Akşamları Neredeydim?

Chinka Beach&Snack Bar: Gündoğan sahilde akşamları oturup muhabbet edebileceğiniz sakin bir mekan. Birer kadeh şarapla dalgaların sesini dinlerken yıldızlara da benden selam söylemeyi unutmayın.

Balıkçılar Kahvesi: Gündoğan sahilde balık restoranlarının bulunduğu kısımda yer alan Balıkçılar Kahvesi, çay ve deniz ikilisini sevenlere gelsin. Hem de yelkenlilere baka baka.

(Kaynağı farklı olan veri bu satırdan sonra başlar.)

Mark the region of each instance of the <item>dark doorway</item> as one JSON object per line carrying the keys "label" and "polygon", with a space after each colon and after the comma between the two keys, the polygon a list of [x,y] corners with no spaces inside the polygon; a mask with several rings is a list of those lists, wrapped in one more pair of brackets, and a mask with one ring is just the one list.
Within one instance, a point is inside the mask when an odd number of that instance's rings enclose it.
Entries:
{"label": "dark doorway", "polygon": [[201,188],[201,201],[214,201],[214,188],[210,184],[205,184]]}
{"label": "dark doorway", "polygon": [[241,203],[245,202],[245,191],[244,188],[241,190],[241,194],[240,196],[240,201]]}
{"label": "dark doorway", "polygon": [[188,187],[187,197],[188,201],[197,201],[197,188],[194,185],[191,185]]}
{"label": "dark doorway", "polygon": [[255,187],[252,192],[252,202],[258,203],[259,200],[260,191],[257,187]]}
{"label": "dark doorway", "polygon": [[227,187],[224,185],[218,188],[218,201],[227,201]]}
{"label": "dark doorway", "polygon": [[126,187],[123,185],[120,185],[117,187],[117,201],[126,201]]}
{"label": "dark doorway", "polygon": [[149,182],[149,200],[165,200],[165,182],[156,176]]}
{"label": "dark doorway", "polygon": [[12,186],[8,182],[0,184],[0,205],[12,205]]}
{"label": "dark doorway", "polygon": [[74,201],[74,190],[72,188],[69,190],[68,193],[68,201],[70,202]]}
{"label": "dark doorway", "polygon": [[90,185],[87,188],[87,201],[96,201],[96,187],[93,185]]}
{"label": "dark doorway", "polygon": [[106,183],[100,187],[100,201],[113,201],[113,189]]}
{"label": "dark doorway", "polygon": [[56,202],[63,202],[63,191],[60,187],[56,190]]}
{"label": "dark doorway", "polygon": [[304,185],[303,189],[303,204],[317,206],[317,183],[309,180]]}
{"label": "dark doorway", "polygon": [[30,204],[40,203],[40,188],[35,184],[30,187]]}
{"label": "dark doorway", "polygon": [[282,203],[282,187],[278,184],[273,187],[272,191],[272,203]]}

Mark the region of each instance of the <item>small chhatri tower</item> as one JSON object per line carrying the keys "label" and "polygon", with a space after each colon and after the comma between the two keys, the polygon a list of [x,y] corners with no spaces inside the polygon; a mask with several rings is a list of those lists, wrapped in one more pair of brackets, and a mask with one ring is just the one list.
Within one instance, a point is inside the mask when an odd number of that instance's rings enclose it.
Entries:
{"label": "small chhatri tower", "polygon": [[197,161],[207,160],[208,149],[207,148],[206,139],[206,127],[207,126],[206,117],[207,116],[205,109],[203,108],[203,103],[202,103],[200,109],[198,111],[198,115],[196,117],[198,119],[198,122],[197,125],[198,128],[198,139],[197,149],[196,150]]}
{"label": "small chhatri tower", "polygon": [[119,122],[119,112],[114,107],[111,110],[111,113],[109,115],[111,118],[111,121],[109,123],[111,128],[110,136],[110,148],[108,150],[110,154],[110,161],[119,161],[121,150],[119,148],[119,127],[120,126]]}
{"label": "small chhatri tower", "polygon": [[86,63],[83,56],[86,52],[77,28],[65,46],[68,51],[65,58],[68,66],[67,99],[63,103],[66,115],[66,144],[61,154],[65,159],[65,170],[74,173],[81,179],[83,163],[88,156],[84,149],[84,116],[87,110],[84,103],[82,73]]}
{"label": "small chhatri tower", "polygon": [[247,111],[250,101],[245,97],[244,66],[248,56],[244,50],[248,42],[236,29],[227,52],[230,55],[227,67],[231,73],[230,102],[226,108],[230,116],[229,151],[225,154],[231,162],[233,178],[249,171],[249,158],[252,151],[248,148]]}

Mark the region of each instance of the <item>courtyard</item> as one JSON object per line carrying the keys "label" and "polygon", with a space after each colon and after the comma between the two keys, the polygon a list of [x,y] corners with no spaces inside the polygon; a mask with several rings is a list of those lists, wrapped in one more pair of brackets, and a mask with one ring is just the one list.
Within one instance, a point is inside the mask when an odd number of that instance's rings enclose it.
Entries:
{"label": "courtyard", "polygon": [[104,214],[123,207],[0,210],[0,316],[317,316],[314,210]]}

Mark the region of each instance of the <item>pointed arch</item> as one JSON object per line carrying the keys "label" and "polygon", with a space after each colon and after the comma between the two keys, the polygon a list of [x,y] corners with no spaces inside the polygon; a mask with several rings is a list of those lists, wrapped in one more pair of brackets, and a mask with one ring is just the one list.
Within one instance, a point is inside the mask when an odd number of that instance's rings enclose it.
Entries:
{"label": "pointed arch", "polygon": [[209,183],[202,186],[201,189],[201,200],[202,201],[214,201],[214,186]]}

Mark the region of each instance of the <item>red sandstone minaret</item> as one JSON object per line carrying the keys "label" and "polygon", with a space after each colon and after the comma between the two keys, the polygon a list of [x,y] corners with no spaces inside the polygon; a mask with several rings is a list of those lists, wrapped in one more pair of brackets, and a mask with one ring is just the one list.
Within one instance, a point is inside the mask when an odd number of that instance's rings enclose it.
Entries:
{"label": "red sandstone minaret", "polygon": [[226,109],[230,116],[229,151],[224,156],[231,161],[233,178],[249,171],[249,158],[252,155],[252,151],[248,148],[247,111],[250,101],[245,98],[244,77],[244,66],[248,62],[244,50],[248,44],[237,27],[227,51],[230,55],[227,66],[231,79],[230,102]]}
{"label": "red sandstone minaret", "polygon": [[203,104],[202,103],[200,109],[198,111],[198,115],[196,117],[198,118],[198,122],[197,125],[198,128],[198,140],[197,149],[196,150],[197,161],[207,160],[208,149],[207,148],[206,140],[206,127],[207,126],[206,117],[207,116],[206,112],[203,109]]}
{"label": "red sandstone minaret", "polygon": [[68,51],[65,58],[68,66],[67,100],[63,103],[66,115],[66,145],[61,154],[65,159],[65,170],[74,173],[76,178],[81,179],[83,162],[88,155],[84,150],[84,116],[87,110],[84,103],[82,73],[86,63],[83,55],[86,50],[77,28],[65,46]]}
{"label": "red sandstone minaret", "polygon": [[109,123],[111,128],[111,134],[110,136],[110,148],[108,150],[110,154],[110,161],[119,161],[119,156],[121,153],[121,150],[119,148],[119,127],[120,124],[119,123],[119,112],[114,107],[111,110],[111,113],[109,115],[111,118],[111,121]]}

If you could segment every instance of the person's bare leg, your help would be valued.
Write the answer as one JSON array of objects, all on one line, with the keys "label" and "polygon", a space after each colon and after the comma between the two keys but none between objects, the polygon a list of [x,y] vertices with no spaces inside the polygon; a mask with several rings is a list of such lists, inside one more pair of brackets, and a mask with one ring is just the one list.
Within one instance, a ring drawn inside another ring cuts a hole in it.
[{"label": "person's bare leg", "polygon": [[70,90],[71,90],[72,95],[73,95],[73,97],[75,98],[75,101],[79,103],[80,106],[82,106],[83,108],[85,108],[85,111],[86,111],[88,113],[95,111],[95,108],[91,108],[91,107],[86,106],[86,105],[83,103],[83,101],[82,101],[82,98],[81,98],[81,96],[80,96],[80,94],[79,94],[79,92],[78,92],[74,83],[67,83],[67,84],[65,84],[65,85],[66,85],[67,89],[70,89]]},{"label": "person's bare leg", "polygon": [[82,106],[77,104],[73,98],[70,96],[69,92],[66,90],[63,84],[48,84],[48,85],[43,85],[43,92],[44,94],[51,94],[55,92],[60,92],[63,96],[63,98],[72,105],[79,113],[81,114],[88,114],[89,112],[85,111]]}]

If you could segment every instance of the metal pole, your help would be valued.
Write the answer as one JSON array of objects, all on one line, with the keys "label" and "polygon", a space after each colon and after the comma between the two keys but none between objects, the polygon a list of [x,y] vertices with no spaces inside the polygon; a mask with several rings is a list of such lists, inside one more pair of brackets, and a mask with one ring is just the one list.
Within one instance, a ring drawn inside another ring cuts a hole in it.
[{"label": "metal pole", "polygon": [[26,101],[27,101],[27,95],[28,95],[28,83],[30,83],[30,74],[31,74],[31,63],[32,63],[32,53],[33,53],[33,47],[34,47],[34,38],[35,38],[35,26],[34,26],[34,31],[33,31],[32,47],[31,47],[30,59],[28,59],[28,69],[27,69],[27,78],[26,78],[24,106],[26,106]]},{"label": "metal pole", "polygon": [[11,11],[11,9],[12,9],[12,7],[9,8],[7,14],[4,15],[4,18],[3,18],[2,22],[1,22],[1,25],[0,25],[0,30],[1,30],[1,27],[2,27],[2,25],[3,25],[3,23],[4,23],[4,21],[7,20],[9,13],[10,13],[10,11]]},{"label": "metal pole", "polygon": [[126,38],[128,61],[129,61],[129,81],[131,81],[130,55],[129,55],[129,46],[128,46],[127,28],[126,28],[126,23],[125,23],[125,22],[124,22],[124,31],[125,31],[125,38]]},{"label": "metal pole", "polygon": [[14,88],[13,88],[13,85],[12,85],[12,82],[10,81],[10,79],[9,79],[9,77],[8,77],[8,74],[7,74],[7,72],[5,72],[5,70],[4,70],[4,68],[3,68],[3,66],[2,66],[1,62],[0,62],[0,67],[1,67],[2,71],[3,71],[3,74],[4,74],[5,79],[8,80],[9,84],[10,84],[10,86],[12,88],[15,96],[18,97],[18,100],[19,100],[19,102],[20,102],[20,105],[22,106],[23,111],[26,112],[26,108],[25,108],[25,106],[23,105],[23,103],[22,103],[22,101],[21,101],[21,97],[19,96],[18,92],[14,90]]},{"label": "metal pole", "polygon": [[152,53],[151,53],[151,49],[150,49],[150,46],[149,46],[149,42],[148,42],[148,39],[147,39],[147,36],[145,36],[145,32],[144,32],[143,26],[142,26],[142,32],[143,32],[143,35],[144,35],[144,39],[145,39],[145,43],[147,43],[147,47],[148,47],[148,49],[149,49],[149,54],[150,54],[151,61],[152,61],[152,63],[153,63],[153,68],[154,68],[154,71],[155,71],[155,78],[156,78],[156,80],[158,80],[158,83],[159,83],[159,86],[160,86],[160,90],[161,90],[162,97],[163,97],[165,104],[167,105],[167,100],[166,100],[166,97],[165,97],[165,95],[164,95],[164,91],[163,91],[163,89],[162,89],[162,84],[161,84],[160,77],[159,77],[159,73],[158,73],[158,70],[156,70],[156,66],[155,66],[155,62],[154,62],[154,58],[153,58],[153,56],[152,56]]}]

Sail Loft: Gündüz beach ve su sporları merkezi olan Sail Loft, akşamları da içki içip sohbet edebileceğiniz bir mekan halini alıyor.

Ne Aldım?

Kolye 10, bilezikler 5 TL
Gündoğan otogarın karşısında bulunan Nazar Shop’tan 3 tanesi 10 TL’ye magnet almış olsam da siz sahil yolundaki ufak tezgahlardan tanesi 2 TL’ye magnet alabilir, benim gibi kazıklanmayabilirsiniz:)
Havludan daha kullanışlı olan peştemalleri Gündoğan’daki ufak tezgahlarda uygun fiyatlara alabiliyorsunuz. Fiyatları 10 ile 25 TL arasında değişiyor.